Au cœur du débat qui agite en ce moment la gauche antilibérale en vue de la présidentielle, se trouve la question de l’avenir de la gauche tout entière. C’est une question cruciale, qui conditionne l’alternative que les forces populaires sont en mesure d’opposer à la droite dure incarnée par Nicolas Sarkozy et l’extrême droite xénophobe représentée par Jean-Marie Le Pen. Face aux dangers que feraient courir à notre peuple leurs éventuels succès électoraux, il y a une urgence sociale et politique. La gauche ne pourra pas gagner, et encore moins répondre sérieusement et durablement aux graves problèmes sociaux que connaît notre pays sans porter un projet crédible mais audacieux de transformation sociale. Pour celles et ceux qui veulent à tout prix battre Sarkozy, Ségolène Royal apparaît aujourd’hui comme un recours tangible. Les doutes ne manquent pas sur son compte, sur son réel programme, mais la candidate socialiste espère pour s’en tirer sur-fer sur les angoisses sociales, conforter une image rassurante et endosser les habits de la « candidate de l’espoir ». Pourtant, ses propositions sont-elles de nature à combler réellement cet espoir ? Assurément pas. C’est donc une situation dangereuse pour la gauche tout entière qui ne peut aller à la bataille avec des propositions incapables de répondre à la profondeur de la crise actuelle, sous peine de subir à tout moment de nouveaux désaveux cinglants.
À cinq mois de l’échéance présidentielle, cette situation n’a rien d’inéluctable. La campagne du référendum et les mobilisations sociales de ces dernières années ont montré que les ressorts populaires existent, que l’espoir d’une autre politique peut trouver son chemin, ouvrir une autre voie à gauche. Mais, notons-le, à chaque fois que cela a été le cas, c’est un très large rassemblement qui a pris corps dans le peuple de gauche, et plus profondément encore, dans les tréfonds du monde salarié qui se tient trop souvent à l’écart des grandes mobilisations politiques. L’ambition fixée dès septembre au rassemblement en construction par les collectifs de la gauche antilibérale était de ce point de vue très claire. Il s’agit bien de disputer le terrain aux idées libérales et sociales-libérales, non pour constater la domination de celles-là sur la gauche et témoigner à leur marge, mais pour aller jusqu’à construire dès 2007 des rassemblements et des majorités politiques résolument antilibérales, seules susceptibles de s’attaquer au chômage, à la pauvreté, aux bas salaires, au mal logement... C’est en désaccord avec cette ambition, à leurs yeux inatteignable en 2007, que les dirigeants de la LCR se sont lancés dans la candidature solitaire d’Olivier Besancenot. La vie est déjà en train de leur donner tort. Malgré le rouleau compresseur du bipartisme, le rassemblement antilibéral a commencé à percer, confirmant qu’il allait au-devant d’une très forte attente populaire.
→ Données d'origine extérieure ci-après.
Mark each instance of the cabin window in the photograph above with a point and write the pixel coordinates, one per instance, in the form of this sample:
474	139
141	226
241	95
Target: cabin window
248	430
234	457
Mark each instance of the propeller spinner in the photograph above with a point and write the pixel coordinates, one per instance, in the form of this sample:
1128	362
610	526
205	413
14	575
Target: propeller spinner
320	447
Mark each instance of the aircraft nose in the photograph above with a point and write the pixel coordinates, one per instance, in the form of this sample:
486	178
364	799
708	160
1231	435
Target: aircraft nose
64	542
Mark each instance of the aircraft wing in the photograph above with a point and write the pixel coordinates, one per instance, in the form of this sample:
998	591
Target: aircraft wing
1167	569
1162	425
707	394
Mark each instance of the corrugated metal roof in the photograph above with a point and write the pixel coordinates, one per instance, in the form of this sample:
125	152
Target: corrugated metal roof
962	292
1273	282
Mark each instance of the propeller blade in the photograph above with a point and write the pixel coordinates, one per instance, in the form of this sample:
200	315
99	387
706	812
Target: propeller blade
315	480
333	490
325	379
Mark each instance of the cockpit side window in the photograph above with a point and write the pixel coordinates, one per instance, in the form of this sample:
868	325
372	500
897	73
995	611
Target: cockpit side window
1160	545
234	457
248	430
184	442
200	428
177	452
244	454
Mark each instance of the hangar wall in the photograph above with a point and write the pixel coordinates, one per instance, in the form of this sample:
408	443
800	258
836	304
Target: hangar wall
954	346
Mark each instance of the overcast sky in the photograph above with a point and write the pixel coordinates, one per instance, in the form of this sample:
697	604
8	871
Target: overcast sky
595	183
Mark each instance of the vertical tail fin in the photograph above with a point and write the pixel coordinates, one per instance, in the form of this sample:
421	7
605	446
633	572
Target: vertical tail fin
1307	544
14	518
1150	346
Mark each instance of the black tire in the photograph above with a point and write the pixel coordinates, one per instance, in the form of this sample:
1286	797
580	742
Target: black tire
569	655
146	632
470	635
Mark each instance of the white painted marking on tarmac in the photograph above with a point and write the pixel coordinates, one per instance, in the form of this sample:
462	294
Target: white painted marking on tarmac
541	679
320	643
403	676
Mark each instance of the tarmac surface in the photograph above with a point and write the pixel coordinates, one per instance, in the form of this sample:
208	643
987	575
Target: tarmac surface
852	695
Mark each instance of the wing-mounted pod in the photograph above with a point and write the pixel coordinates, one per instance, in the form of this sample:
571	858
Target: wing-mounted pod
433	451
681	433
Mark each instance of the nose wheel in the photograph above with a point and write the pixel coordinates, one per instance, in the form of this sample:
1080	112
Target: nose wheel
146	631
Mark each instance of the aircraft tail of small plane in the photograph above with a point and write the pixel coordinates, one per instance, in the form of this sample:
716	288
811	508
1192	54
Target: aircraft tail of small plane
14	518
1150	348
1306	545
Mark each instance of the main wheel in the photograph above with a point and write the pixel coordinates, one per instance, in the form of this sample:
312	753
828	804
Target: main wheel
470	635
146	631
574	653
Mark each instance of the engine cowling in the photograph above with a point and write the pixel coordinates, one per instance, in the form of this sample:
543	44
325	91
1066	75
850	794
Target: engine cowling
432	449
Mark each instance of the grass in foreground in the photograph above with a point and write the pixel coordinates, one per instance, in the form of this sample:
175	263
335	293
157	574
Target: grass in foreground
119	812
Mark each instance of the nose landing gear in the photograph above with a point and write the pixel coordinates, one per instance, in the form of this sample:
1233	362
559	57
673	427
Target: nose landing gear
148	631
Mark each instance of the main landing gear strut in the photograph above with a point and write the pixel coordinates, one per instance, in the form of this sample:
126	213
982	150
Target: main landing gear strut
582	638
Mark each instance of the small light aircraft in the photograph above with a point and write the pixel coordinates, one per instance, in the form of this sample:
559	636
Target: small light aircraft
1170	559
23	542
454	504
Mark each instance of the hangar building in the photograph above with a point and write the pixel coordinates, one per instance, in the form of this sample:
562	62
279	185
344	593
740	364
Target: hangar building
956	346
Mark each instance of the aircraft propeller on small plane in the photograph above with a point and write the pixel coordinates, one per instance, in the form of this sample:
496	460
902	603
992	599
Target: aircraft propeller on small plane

Or, à la faveur de la désignation de Ségolène Royal et alors qu’il s’agit de conclure l’accord politique des collectifs antilibéraux par le choix du ou de la candidat(e), le débat rebondit. Il y a en effet au, moins deux manières de voir les choses après cet événement. Pour les uns, le PS est plus que jamais irrécupérable, le refus de gouverner, voire de constituer une majorité parlementaire avec lui doit devenir l’engagement solennel de la campagne qui s’engage. L’objectif, intégrant en quelque sorte cette défaite annoncée dans la gauche, serait alors d’accumuler des forces pour des jours meilleurs. Pour les autres, qui ne mésestiment pas le tournant constitué par la désignation de Ségolène Royal, la situation créée plaide au contraire pour un appel plus large que jamais au rassemblement. Faute de faire vivre cet espoir, le terrain serait tout entier laissé au seul vote Royal.
Le vrai-faux départ de José Bové dans la course à la candidature antilibérale, accompagné d’appels répétés à un « accord poli tique » avec la LCR qui pourtant ne change pas d’avis, est largement motivé par la première conception. La candidature de Marie-George Buffet, l’appel lancé par elle aux femmes et aux hommes de gauche au lendemain du vote socialiste et du retour de Jean-Luc Mélenchon dans un meeting unitaire à Montpellier, s’inspire de la .seconde. Ce n’est certes pas la seule des questions qui nourrissent le débat de candidature à l’intérieur de la gauche antilibérale, au terme duquel les collectifs choisiront, le 9 et le 10 décembre, entre Marie-George Buffet, José Bové (on ne sait plus s’il est candidat) et les deux autres candidats, Clémentine Autain et Yves Salesse. Mais c’est à coup sûr un enjeu crucial pour la suite des événements.